I can never understand this pointless crime. The media coverage is only adding to their “exploits,” encouraging others to do the same or worse.

2 ( +8 / -5 )

Why would they neat to clean up the cars? Just leave graffiti there.

Broken windows theory. NYC suffererd through the same problem for decades, but then starting in the late 80s a huge clean up effort began.

6 ( +10 / -5 )

Why report it now here, weeks after it was done on the TV-news?

And I hope they catch those crims.

-2 ( +4 / -5 )

Why would they neat to clean up the cars?

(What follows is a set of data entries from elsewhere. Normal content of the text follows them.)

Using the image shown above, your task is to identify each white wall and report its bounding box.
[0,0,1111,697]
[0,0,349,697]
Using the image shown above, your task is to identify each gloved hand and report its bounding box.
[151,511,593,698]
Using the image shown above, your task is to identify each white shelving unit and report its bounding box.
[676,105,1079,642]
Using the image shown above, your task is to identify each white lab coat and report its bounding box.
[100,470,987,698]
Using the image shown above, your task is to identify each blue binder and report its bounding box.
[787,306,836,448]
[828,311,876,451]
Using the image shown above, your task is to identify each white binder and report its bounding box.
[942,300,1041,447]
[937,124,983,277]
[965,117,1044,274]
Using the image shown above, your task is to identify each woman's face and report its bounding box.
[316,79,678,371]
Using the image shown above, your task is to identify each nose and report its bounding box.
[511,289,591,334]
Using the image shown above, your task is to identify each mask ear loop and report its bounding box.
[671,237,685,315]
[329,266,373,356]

Just leave graffiti there.

Graffiti is a form of stealing- Stealing space, stealing a falsely procured spotlight, and stealing attention; like a charming party-crasher who pisses in the fireplace.

Graffiti is destruction of public or private property.

As a very young artist, I posted graffiti-art, to protest certain social practices of that day.

A very wise teacher saw to it that I cleaned the space, and gave me this advice, that I will lay on these perps :

Find the proper channel for your talent.

17 ( +22 / -7 )

100% agree with Pamelot.

Catch the perps and let them do the cleanup, repainting of stuff that has graffiti, etc (ie Community service) and maybe let them shoulder a part of the costs for paints, materials, etc.

Many cities now provide walls for graffiti artist to do their stuff and those get cleaned every so often as to provide a new canvas.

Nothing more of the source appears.